Они шли по следам военного отряда и после полудня наткнулись на павшего мула — его пронзили копьём и бросили, — а потом ещё на одного. Дорога в скалах сужалась, и они вышли к зарослям, увешанным мёртвыми детьми.

Они остановились, от жары всё кружилось перед глазами. Малышам — их было семь или восемь — проткнули горло под нижней челюстью, и они висели на обломанных сучках мескитового дерева, пустыми глазами уставившись в голое небо. Безволосые, бледные, вздувшиеся, они казались личинками какого-то невообразимого существа. Беглецы проковыляли мимо, потом оглянулись. Ничто не двигалось. К вечеру на равнине они набрели на деревушку, где над развалинами ещё курился дым и не было ни единой живой души. Издали деревушка походила на заброшенный кирпичный заводик. Они долго стояли перед её стенами, вслушиваясь в тишину, и лишь потом осмелились зайти.

Они неторопливо шагали по маленьким немощёным улочкам. Козы и овцы, зарезанные в загонах, мёртвые свиньи, валяющиеся в грязи. В дверях и на полу глинобитных лачуг, попадавшихся на пути, в самых разных позах там, где их застала смерть, лежали люди, обнажённые, распухшие и странные. Валялись миски с объедками; вышла кошка, уселась на солнце и равнодушно уставилась на пришельцев, а вокруг в неподвижном горячем воздухе роились мухи.
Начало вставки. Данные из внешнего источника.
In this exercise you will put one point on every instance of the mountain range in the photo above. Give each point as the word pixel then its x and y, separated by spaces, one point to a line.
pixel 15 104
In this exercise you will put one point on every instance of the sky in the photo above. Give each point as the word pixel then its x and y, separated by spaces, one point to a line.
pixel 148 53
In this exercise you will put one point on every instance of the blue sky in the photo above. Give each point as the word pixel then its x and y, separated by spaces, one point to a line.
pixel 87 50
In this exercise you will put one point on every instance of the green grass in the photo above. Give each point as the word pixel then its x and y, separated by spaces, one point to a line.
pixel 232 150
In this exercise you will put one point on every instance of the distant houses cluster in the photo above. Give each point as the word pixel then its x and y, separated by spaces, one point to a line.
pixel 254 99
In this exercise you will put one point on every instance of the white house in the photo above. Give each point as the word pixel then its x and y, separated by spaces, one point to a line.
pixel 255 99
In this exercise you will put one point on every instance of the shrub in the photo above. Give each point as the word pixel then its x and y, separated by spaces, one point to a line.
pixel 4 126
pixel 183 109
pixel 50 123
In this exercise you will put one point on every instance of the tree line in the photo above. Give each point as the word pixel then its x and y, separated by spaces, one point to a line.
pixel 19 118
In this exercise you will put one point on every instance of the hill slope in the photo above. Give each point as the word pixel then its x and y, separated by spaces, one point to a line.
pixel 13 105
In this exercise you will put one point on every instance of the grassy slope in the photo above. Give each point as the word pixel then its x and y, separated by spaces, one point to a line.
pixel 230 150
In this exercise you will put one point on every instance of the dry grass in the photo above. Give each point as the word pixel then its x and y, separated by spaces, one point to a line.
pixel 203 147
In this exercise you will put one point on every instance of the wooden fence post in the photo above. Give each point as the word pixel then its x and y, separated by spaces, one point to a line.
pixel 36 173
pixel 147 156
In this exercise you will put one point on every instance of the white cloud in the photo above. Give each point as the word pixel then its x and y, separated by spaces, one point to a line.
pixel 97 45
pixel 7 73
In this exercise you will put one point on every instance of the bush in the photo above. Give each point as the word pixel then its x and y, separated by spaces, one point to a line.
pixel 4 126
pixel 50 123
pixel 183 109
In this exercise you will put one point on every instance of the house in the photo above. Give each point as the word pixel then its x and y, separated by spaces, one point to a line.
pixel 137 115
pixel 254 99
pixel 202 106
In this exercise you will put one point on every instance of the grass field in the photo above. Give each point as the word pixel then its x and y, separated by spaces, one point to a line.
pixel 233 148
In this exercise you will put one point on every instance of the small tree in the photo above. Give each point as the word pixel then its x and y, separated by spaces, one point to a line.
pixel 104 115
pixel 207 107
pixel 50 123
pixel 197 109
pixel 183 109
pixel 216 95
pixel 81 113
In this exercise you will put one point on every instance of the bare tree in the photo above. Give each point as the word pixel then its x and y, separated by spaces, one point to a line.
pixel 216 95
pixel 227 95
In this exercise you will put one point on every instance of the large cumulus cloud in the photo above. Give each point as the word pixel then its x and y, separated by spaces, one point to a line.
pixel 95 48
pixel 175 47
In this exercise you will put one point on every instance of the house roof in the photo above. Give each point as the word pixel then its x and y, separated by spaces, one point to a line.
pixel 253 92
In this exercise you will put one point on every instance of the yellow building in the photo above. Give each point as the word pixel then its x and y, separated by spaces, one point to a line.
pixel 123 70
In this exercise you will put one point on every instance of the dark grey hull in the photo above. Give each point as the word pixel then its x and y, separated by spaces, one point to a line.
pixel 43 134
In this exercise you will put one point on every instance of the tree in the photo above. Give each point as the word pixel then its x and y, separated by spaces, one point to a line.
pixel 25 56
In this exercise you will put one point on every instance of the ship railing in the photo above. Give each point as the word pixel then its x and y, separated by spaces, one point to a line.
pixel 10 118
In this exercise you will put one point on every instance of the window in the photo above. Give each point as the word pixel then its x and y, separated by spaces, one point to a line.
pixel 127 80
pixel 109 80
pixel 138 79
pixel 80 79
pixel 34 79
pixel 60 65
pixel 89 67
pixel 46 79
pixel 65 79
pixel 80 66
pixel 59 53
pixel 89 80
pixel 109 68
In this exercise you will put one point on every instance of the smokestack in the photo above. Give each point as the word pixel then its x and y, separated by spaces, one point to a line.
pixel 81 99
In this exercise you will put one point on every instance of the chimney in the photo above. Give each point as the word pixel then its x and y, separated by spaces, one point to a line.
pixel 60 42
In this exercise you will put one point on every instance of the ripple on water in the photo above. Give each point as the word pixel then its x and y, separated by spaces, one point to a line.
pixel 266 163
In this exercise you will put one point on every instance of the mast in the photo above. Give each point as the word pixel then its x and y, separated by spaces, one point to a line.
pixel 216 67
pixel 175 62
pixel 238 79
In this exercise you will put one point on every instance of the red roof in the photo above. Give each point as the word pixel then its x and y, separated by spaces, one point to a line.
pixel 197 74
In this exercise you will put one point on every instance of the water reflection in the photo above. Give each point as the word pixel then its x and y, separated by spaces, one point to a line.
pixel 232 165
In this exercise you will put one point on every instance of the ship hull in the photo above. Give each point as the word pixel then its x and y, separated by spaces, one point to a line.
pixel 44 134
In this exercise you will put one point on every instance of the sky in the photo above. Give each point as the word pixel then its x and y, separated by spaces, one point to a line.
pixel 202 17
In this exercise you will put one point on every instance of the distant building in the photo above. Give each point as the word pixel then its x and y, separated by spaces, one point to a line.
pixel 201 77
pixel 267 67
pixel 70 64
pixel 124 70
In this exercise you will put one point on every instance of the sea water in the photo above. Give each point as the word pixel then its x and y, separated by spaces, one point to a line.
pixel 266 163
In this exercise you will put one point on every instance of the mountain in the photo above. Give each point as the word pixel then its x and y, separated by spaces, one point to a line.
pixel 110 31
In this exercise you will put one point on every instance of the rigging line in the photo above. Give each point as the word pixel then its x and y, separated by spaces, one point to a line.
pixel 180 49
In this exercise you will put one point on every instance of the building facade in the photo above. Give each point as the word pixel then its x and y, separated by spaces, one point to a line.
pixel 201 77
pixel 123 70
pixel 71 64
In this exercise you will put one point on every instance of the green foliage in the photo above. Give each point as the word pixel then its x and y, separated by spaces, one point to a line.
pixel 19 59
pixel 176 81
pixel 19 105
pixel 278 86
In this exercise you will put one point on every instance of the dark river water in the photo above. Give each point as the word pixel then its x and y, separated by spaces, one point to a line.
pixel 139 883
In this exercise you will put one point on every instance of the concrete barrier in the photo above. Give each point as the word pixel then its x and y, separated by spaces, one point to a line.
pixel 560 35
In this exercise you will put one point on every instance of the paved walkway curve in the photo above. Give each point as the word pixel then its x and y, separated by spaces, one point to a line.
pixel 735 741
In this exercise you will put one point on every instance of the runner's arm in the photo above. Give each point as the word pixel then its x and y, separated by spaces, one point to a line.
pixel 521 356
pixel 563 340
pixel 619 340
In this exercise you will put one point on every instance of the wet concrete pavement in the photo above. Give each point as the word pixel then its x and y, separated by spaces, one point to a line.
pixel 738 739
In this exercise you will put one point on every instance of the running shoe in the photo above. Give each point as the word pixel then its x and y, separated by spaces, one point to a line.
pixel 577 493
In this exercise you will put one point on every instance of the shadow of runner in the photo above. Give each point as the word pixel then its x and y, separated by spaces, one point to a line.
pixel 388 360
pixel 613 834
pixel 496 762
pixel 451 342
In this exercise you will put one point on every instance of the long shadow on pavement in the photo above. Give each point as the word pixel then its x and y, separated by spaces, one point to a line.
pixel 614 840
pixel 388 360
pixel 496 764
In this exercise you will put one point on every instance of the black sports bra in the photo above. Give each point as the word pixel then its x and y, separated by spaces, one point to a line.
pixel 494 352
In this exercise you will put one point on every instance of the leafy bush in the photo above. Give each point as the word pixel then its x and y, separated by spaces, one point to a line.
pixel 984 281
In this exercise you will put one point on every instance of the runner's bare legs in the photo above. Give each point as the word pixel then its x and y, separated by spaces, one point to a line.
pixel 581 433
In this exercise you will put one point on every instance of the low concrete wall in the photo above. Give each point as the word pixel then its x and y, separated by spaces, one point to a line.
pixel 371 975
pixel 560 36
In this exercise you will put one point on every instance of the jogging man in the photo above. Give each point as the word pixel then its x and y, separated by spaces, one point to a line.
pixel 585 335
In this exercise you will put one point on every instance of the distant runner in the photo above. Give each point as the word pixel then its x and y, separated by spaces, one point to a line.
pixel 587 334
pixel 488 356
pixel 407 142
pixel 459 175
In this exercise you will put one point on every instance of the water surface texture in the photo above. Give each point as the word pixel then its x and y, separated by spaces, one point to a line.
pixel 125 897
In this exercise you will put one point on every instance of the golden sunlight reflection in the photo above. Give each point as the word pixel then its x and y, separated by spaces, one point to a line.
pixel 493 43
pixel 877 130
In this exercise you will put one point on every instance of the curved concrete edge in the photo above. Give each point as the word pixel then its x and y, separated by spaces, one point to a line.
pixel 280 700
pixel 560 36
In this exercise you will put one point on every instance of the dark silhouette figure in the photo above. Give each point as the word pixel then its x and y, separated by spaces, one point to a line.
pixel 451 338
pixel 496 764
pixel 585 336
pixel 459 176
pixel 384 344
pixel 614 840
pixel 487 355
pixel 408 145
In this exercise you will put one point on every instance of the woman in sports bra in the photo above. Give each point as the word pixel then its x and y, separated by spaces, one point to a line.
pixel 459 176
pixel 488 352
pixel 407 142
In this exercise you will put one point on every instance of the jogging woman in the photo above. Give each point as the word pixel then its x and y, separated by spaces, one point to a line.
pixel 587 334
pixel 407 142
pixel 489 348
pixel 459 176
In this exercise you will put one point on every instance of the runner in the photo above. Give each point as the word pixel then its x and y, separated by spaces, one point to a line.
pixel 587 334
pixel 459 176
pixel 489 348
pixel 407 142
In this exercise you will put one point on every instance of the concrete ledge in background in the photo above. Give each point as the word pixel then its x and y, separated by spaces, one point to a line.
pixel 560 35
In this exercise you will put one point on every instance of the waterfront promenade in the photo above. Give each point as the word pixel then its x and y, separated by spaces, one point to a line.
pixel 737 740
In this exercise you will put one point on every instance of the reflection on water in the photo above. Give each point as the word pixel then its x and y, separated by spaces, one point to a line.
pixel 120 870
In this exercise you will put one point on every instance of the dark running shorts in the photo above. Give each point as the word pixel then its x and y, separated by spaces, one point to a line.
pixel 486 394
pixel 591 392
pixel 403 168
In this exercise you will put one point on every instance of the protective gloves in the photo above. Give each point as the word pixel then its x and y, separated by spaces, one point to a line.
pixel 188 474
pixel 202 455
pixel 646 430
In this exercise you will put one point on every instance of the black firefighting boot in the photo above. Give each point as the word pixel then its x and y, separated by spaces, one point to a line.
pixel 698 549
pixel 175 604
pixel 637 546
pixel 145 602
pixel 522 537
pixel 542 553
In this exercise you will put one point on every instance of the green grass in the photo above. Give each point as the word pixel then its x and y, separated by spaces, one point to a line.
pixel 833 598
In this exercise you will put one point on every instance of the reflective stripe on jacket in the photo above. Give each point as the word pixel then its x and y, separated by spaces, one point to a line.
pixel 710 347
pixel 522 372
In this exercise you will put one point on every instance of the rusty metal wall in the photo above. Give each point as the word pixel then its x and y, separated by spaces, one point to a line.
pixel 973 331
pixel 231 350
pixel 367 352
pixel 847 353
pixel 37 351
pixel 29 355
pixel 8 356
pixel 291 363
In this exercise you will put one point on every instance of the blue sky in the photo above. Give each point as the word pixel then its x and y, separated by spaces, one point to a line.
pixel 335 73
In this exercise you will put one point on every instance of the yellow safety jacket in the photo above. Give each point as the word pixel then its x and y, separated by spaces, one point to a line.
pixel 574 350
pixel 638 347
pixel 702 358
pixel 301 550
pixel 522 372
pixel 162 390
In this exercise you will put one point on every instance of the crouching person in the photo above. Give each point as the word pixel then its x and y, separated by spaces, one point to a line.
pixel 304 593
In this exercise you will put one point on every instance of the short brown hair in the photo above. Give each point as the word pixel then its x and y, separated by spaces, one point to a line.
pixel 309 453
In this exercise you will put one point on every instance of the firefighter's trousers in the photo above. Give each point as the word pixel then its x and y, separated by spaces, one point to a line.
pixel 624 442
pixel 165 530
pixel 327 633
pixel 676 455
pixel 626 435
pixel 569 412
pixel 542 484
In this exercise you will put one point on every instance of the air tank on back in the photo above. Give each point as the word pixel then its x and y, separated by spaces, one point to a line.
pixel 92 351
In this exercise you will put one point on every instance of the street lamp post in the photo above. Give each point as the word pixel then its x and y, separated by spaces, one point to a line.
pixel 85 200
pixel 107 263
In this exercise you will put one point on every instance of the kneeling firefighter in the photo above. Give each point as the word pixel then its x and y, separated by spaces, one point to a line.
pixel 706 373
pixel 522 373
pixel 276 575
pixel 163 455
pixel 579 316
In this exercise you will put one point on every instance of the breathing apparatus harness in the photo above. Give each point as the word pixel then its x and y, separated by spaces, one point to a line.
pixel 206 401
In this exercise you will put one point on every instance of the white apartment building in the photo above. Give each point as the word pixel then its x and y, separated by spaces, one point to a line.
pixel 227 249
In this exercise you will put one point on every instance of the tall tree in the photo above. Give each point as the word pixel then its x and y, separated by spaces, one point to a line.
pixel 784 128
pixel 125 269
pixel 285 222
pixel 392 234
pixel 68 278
Улочка привела на площадь со скамейками и деревьями, где в зловонии и гаме черно теснились стервятники. На площади лежала дохлая лошадь, а в одной двери курицы клевали рассыпанную еду. В некоторых домах провалились крыши и лежали тлеющие шесты, а на пороге церкви стоял осёл.

Они присели на скамью, и Спроул стал раскачиваться туда-сюда, прижав к груди раненую руку и морщась от солнечного света.

Что делать-то будешь? спросил малец.

Воды бы раздобыть.

Ну а вообще?

Не знаю.

Хочешь, попробуем вернуться?

В Техас?

А куда ж ещё.

Ничего у нас не выйдет.

Ну, это ты так считаешь.

Ничего я не считаю.

Он снова закашлялся, держась за грудь здоровой рукой, словно задыхаясь.

Что с тобой, простыл?

Чахотка у меня.

Чахотка?

Спроул кивнул.

Приехал вот здоровье поправить.

Малец глянул на него. Покачал головой, встал и направился через площадь к церкви. На старых резных деревянных карнизах расселись грифы. Он поднял булыжник, швырнул в них, но они даже не шелохнулись.

Тени на площади вытянулись, и по растрескавшейся глине улиц завивалась пыль. Высоко по углам домов сидели, растопырив крылья, вороны-падальщики, точно маленькие чёрные епископы, выступающие с проповедью. Малец вернулся к скамье, поставил на неё ногу и опёрся на колено. Спроул сидел, как и раньше, прижимая к себе руку.

Житья не даёт, сучка, проговорил он.

Малец сплюнул и бросил взгляд вдоль по улице.

Лучше бы нам заночевать здесь.

Думаешь, нормально?

А что?

А если индейцы вернутся?

Зачем им возвращаться?

Ну, а если есть зачем?

Не вернутся они.

Спроул всё баюкал руку.

Вот был бы у тебя нож, сказал малец.

Вот был бы он у тебя.

С ножом здесь можно было бы мяса раздобыть.

Я не хочу есть.

Надо бы по домам пройтись и посмотреть, что там.

Валяй.

Надо найти, где спать.

Спроул поднял на него глаза.

Мне никуда не надо.

Ну, как знаешь.

Спроул закашлялся и сплюнул.

Ну и ладно.

Малец повернулся и зашагал по улице.

Дверные проёмы были невысокие, и, входя в прохладные помещения с земляным полом, приходилось нагибаться, чтобы не задеть притолоку. Внутри — лишь спальные тюфяки, иногда — деревянный ларь для снеди. И так дом за домом. В одном — почерневший и тлеющий остов небольшого ткацкого станка. В другом — человек с натянувшейся обугленной плотью и запёкшимися в глазницах глазами. Ниша в глинобитной стене с фигурками святых в кукольных нарядах, с грубо вырезанными из дерева и ярко раскрашенными лицами. Иллюстрации из старого журнала на стене, маленькая фотография какой-то королевы, карта таро — четвёрка кубков. Связки сушёных перцев и несколько сосудов из тыквы-горлянки. Стеклянная бутыль с травами. Снаружи — голый немощёный двор, огороженный кустами окотильо, и обрушенная круглая глиняная печь, в которой подрагивало на солнце чёрное свернувшееся молоко.